Conveniently, the replacement came to around €150, as the cheaper models were allegedly out of stock. With the local currency experiencing significant inflation and exchange rates fluctuating heavily, paying by card wasn’t ideal. And so, like the imbeciles that we are, we handed over a crisp €150 note. That brought the grand total spent on absolutely nothing to €210. Gotta love Egypt!
Resort Life
Having finished our dives, Rphan and I made our way to the hotel, where everyone else (and a stuffed pigeon) was waiting for us. By that point, Akash, Joshin and Zara had already acquainted themselves with the all-inclusive resort.
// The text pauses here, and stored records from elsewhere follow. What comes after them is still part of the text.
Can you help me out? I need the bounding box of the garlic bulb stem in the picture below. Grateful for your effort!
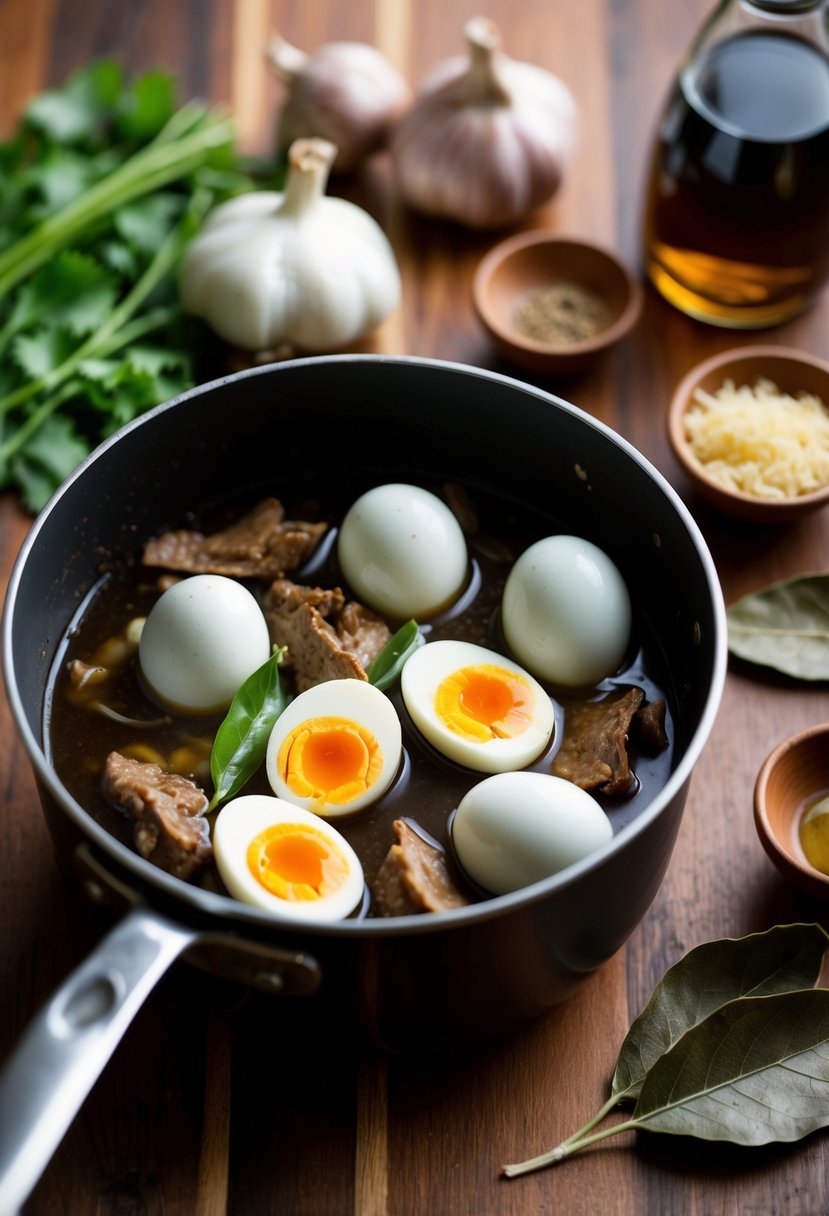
[391,17,579,229]
[265,33,411,173]
[265,32,308,84]
[278,140,337,216]
[463,17,512,106]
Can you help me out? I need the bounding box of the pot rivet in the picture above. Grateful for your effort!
[254,972,284,992]
[84,878,108,906]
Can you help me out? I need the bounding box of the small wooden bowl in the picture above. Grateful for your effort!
[754,722,829,900]
[472,229,642,376]
[667,345,829,524]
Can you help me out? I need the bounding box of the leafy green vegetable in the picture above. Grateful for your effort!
[503,924,829,1177]
[366,620,423,692]
[0,61,257,511]
[727,574,829,680]
[208,647,288,811]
Turns out, Sharm El Sheikh is famous for these kinds of hotels. I can’t say I didn’t get the ick when they first proposed staying there. The photos immediately gave me flashbacks of Cancún. Whilst I like to indulge in luxury every now and then, this was definitely not my style. With such resorts spanning enormous stretches of coastline and boasting every amenity imaginable, I’d much rather stay somewhere smaller and perhaps a little more tasteful – somewhere catering to a particular experience rather than trying to be everything all at once.
But that’s just me. With the rest of the gang being the bougie types, they made it their mission to explore every single nook and cranny and take full advantage of everything on offer. From sunbathing beside the largest swimming pool I had ever seen to playing golf, from getting massages to watching films in the cinema room, they definitely got their money’s worth. I, on the other hand, swore I’d spend as little time there as humanly possible. I did make full use of the buffet, though.
Whilst the food was good – in a buffet sort of way – even that came with a barrage of complaints from my end, specifically the fact that water was served exclusively in plastic bottles. This would prove to be a recurring theme throughout Egypt, where single-use plastic remains widespread. The waste!